I needed help. It took me much too long to open myself to accept it.
Every day is a battle with food for me. I don’t know why I’m like this or what’s wrong with me. I was raised in a healthy household and my parents and brother are not overweight or obese. Just me. I was. I am.
Which brings me to another point: What NOT to say to someone who is LOSING weight. Here are some examples of bad ideas:
- How much do you weigh now?
- What was your highest weight?
- What is your goal weight?
Just don’t ask “numbers” at all, unless she offers them to you. By the way, what’s your weight? What’s the highest YOU’VE weighed?
More bad ideas:
- I don’t believe in the type of diet you’re following.
- Do you even have that much to lose?
- I bet we weigh the same now.
- I think the diet you’re on is too expensive.
- I think the diet you’re on is too restrictive.
- I would NEVER do that.
- Aren’t you afraid you’re going to gain it all back?
- I just won’t believe your diet works until I see the results.
- You’re going to look anorexic at your goal weight.

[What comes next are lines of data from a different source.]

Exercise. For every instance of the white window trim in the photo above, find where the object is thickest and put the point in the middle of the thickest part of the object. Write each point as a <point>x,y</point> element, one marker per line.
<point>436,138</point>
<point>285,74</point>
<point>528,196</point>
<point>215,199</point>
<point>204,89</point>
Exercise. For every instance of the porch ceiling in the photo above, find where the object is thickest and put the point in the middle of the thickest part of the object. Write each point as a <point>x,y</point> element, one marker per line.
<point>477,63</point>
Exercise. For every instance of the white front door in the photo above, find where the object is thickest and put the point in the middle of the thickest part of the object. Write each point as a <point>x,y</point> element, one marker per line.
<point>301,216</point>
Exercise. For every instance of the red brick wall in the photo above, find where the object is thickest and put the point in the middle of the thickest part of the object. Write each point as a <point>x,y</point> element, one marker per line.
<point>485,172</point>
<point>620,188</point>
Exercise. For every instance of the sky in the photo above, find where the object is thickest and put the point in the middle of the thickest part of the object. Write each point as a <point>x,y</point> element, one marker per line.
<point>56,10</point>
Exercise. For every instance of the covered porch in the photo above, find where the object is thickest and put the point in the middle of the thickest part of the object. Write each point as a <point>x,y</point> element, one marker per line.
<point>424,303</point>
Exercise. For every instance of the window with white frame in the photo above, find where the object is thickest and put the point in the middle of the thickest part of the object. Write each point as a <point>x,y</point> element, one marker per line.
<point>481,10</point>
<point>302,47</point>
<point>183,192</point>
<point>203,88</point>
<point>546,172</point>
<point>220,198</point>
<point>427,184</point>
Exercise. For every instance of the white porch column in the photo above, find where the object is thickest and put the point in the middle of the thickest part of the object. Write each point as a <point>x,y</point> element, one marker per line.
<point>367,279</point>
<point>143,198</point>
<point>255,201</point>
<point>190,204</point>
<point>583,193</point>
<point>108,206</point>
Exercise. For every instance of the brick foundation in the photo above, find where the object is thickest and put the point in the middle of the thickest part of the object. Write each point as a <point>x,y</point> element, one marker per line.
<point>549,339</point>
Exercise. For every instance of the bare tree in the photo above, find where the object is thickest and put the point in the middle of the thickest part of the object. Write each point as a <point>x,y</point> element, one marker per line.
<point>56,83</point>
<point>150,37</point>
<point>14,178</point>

No, friends… Just, no. Want to know what you can say?
- Good for you!
- Wow, you really have willpower!
- Get it, girl.
- I’m proud of you.
- Let’s go shopping!
- Keep it up.
Otherwise, give a genuine compliment, or… Just say nothing at all. Positive and supportive comments are all that are necessary. No one wants to hear about your cousin’s sister’s best friend’s co-worker that tried the exact same thing to lose weight, and it didn’t work. Or it did work, but she gained it all back.
Yeah, size matters. But other things matter more.
I struggle. But I’m happy. I’m trying. I’m fighting. I’m winning.